Where would Carangian be from?
I'm lackadaisically reading Ramsay MacMullen's Christianizing the Roman Empire, and one of the interesting points he makes is how dormant Christians seemed to be, as a public proselytizing community, during the 2nd and 3rd centuries. But it's also true that healing and sickness were key points in ancient religions. So while Christianity appears to have gained its greatest numbers of converts (normal people, not self-consciously intellectual aristocrats) through miracles of healing and exorcism, I still don't think that plague was the determinative factor.

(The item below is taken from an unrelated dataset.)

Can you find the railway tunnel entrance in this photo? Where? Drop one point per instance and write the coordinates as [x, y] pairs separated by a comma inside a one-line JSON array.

Mithraism was really weird. If you ever see in a bookstore the 2 volume Sourcebook of Roman Religion, recently published by someone and written by someone (they're in another room, sorry), flip through the source documents/sketches for Mithraism. BTW, I think those books are pure torture to read, but they're pretty good references. Anyway, Mithraism was, by name, an offshoot of the Persian cult of Mithras, of course heavily influenced by Zoroastrianism. But the Roman cult appears to have retained no more Zoroastrian influences than, say, Christianity. And the Persian connection was hyped up by Roman adherents as a kind of exotic oriental selling point, even though Roman Mithras was rather unlike Persian Mithras.
At any rate, Mithras was a big rival, but no Mithraites (?) ever claimed that non-Mithraites would be smote by Mithras for not worshipping Him, which is what pagans found so weird about Christians.